Our world is full of choices. Some are simple and some are more complex. When you make the decision to include a dog in your life, you have made the first step, of many, in the complex task of finding a long-term companion. Today’s technology can help make selecting a dog much easier than in years past. There are many websites that can help you search for the type of dog you want to bring into your life. When narrowing your decision, take into consideration the inherent traits of the breed of dog you will be adopting. You’ll also need to decide if they will:
- Fit into your living conditions – Home or apartment; yard, patio or no outdoor space
- Thrive with your Lifestyle – Away from home a lot or little? Can your dog go with you? How will you care for them?
- Help or hinder your fitness – Active, sedentary or somewhere in between?
- Be a financial liability – Some dogs require grooming, may need more medical care and larger dogs are going to cost more in almost every aspect.
Once you narrowed down your search you have the choice of buying or adopting from a shelter/rescue organization. There are many upsides to adopting a dog instead of buying one.
1. You can still find the dog of your dreams.
Even more than pet shops and breeders, shelters and rescue groups have a wide variety of animals to choose from. There are many websites that allow you to be very specific and you can search by age, size, sex, breed, color, etc. When searching for our newest dog we were specific that we wanted a dog that was a puppy to young in age, small to medium in size, male and a poodle-mix. We ended up finding Louie: the one year old, small, male, poodle-mix pictured below. It was a match made in heaven!
2. You’ll save a lot of money.
Buying a pet can easily cost over $1,000, often times much more. Adoption costs usually range from $100 to $250. Dogs who are adopted from a shelter or rescue group, most times, are up to date on their shots and have likely been spayed or neutered. Additionally, they are usually microchipped in the event they wander or become lost. All of these things will help you have a clean start with your new companion and save money.
3. You can rescue a purebreed.
Don’t want a mixed breed? There are many purebred dogs to be found in local shelters. Additionally, there are many breed specific rescue groups. Both of these are a great sources for adopting the exact breed of dog you want. Don’t forget that mixed-breed dogs often contain fifty percent, or more, of your desired breed.
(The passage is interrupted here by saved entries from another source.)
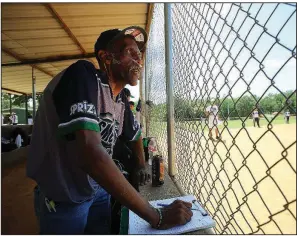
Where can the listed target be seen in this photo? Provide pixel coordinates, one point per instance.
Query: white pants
(212, 122)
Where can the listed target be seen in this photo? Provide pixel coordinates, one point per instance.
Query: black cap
(108, 36)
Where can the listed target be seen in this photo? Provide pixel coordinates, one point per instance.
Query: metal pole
(169, 90)
(10, 104)
(228, 111)
(141, 96)
(26, 105)
(146, 97)
(34, 93)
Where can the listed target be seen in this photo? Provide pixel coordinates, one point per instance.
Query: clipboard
(198, 222)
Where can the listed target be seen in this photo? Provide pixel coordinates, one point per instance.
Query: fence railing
(236, 58)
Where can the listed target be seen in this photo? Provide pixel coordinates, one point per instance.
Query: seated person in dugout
(79, 118)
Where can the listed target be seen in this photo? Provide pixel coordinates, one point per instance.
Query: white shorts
(212, 122)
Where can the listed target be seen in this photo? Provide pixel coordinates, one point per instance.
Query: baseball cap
(127, 92)
(108, 36)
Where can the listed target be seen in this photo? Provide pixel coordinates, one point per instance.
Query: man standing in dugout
(79, 118)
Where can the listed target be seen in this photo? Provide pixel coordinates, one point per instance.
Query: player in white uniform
(256, 118)
(213, 120)
(287, 117)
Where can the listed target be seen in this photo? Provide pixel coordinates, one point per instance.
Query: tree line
(233, 108)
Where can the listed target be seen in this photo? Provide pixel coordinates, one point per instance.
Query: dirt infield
(259, 197)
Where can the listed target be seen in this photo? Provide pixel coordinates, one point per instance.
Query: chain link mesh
(239, 57)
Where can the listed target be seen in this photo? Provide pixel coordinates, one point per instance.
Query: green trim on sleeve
(137, 135)
(78, 125)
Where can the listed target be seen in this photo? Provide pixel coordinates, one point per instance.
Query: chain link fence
(235, 58)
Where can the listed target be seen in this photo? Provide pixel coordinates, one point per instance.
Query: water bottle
(152, 149)
(158, 174)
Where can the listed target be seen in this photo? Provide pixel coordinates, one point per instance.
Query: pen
(164, 205)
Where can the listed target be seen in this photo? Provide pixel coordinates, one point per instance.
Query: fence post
(169, 90)
(146, 97)
(34, 93)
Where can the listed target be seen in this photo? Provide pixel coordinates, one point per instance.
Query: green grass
(236, 124)
(160, 127)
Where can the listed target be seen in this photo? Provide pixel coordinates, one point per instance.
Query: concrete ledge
(168, 190)
(14, 157)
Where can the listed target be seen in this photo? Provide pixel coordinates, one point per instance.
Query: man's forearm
(138, 151)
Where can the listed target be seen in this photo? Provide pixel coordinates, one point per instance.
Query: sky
(187, 58)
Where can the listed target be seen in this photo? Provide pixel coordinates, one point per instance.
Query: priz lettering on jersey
(83, 107)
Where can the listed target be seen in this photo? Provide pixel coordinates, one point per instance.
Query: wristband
(160, 218)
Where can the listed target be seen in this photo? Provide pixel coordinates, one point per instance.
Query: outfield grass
(235, 124)
(263, 122)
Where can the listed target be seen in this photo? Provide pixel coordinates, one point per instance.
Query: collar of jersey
(104, 79)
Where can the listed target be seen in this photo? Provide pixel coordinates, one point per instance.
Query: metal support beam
(34, 93)
(64, 26)
(10, 104)
(12, 91)
(169, 90)
(26, 106)
(49, 60)
(14, 55)
(146, 98)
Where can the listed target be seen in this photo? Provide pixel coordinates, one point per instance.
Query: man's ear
(104, 56)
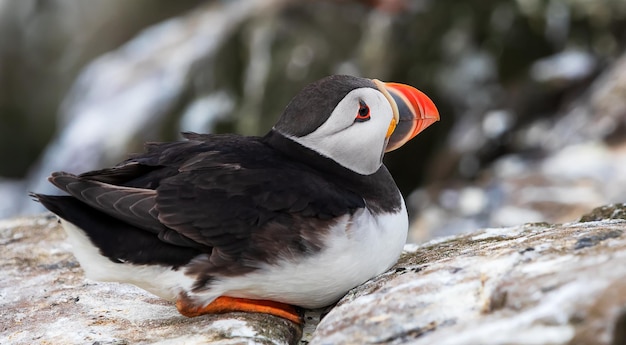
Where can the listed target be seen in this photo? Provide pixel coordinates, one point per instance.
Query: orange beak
(415, 112)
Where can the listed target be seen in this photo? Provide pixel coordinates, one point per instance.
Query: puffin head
(354, 121)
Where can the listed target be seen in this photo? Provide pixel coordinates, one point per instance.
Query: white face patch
(358, 146)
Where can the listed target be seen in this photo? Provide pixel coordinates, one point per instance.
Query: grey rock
(529, 284)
A friend adopted Thanos, tested his DNA and found out he is 100% American Staffordshire Terrier.
4. You’ll save one or more lives.
When you adopt a dog, you free up space for another dog to have the opportunity to enter the adoption area and make space for another one to begin the process of being readied for adoption (check-up, shots, neutering/spaying, microchip, etc.).
5. They can help you get healthier.
Dogs can help with your daily outlook on life. It’s great to have something to care for and especially one that gives you unconditional love in return. Most dogs need a dose of daily exercise. Whether this comes from a walk, run or playing fetch, it usually means you have to go outdoors, into the fresh air, and get your exercise too.
We’re a society that likes to share. If you’re a fan of any social media website, you’ll have a blast showing off pictures of your new furry friend and all the adventures you share. While there is no science to back this, it is often said that rescued dogs recognize and appreciate being adopted. They show their appreciation through a deep loyalty to their adoptive parents. So when you’re ready, do your due diligence and adopt a dog. Who knows, the life you end of saving may be yours.